Lecture 4: Logistic Regression as Machine Learning
Today’s Topics
Today’s slides.
Logistic Regression
Logistic regression, overfitting and regularisation. Again Logistic regression is an algorithm that comes from statistics, but it can also seen as a machine learning algorithm. The hypothesis is very similar to linear regression is it a set of values that defines a linear function. The difference between logistic regression and linear regression is the linear function goes through a logistic function that works as a threshold function. Unlike linear regression it is not possible to solve the model exactly, and gradient descent is necessary.
There are a lot of ways of thinking about how logistic regression works.
- As a modification of linear regression to get $0$ or $1$ values to divide the data set into two halves, or two find a separating hyperplane between the two classes.
- As an estimator of the probability that point begins to one class or another.
- As a single neuron.

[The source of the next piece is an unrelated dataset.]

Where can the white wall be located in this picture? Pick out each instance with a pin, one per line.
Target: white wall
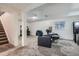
(66, 33)
(11, 26)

You can see logistic regression as the beginning of neural networks.
Overfitting and Regularisation
Both linear and logistic regression can be improved with a regularisation term that avoids overfitting. You should try to begin to understand why overfitting is a problem and some strategies for avoiding it.
Reading Guide
Logistic Regression
- Hundred-Page Machine Learning Book Chapter 3 section 3.2.
Overfitting and Regularisation
- Hundred-Page Machine Learning Book Chapter 3 section 3.1.2 and Chapter 5 sections 5.4 and 5.5.
Multiclass classification.
- One-vs-Rest and One-vs-One an excellent article by Jason Brownlee.
Confusion Matrices
- Again the Hundred-Page Machine Learning Book Chapter 5 section 5.6 (but not 5.6.5 or 5.6.4).
What should I know by the end of this lecture?
- What is logistic regression and how does it differ from linear regression?
- What is the cost function? What does the logistic function do?
- How do I implement gradient descent for logistic regression?
- How does logistic regression relate to log-odds and what is it relationship with probability.
- What is overfitting?
- How does the regularisation term work in linear and logistic regression and how does it avoid overfitting.
- How do you use a binary classifier for multi-class classification? What is one-vs-all classification?
- What is a confusion matrix?